I doubt I’ll use it to produce vegetable stew again as it’s just as easy to do it in a pan on the hob, The pan/hob method is quicker, doesn’t need preparing in advance and only needs cooking for thirty minutes, not 4-6 hours. I will, however, try some other recipes, as I know I liked using it before. My memory is just too bad to recall any of the recipes, apart from pulled pork. But as I always found pulled pork to be disappointing, I doubt I’ll try that again. Somehow, the idea is always better than the reality.

There seem to be plenty of other slow cooker stew recipes so a few weeks of experimentation seem called for. I still have gingerbread men to make. Julia bought me a kit and the ingredients for Christmas, but we had, as usual, so many biscuits given us, that we have only just finished them.  I also want to make peppermint creams for Valentine’s Day, and am already telling Julia that a handmade present is worth so much more than one bought from a shop. She seems suspicious . . .

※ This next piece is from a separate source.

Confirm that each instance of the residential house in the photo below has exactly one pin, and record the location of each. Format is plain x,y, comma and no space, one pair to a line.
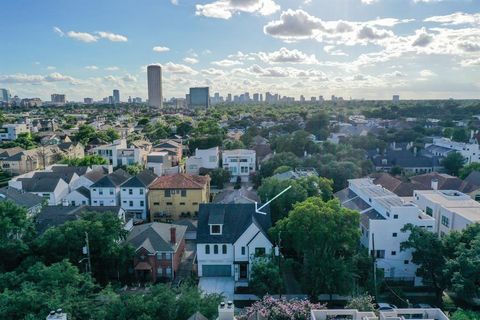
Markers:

So much to do – so many excuses!

Photos are more of the squirrelbatics – we added spice to the seed. It put the squirrels off for almost two days. Not enough? Not strong enough? Or are they just not as bothered as the internet suggests?

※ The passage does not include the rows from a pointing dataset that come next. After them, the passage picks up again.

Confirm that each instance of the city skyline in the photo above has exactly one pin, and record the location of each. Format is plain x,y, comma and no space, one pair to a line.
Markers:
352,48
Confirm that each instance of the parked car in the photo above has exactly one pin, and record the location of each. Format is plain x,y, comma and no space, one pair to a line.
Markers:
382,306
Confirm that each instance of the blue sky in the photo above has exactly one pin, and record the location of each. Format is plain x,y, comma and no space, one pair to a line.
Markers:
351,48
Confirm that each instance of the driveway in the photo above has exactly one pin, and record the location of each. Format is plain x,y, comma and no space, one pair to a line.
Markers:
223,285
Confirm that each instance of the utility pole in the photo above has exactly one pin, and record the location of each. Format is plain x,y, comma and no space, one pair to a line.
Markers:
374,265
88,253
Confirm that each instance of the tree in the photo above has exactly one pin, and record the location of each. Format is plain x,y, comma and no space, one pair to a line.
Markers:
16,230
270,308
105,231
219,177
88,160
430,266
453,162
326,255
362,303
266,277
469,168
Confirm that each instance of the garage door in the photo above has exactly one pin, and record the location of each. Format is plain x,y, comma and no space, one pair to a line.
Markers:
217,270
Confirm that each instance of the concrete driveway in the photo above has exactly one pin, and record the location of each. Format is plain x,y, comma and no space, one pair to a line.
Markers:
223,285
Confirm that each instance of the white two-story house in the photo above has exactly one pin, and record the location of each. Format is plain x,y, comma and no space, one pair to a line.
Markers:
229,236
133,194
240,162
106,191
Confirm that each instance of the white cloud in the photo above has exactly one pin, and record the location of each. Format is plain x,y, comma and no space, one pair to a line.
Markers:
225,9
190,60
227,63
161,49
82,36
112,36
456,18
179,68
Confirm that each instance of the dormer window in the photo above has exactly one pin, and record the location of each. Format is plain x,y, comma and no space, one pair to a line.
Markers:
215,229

I’m going to have my own feeder built by an agricultural engi9neer, I think. If I just hang the feeders a few inches further away that should do the trick.

100 Rejections?

They are getting through the vaccinations round here – people in their mid-50s are now being called in. In Nottinghamshire we are being given our second dates at the time of booking the first one. My sister, in Cambridgeshire, and a friend in Oxfordshire, are still waiting for their second dates weeks after the initial vaccinations.

Julia’s weekly test went in the post this morning as part of our “new normal” and we are hoping for the traditional clar result tomorrow morning. The current streamlined testing system is very impressive.

Lat night I read an article on writing that put forward a new way of looking at things. I may have mentioned that I try to take the view that more submissions will mean more acceptances. I may even have mentioned that when I was a salesman looking for one sale in ten visits, I used to look on the nine blanks as nine steps towards the next sale.

The article says that you should aim for 100 rejections a year. That way you can be more relaxed and the acceptances will follow.  This is in line with my thinking, though actively seeking 100 rejections is one step beyond my current plans. As an example they describe an experiment performed with a ceramics course. Half the course were told that they would be graded on a single piece of work, which should be perfect.  The other half were told they would be judged on the total weight of pottery produced. (I’m not sure if this is true or not, but it makes a good story so stick with it).

At the end of the year the group that produced the best quality pots was the group that had been told to produce quantity – they made more pots, they improved with practice and they stayed relaxed. By the end of the year they were producing better pots than he members of the group who had ben told to make one perfect pot. Members of that group were so hung up on producing one perfect piece they simply couldn’t produce to the best of their ability.

It’s certainly something to think about, though I’m not sure if I could write enough to gather 100 rejections.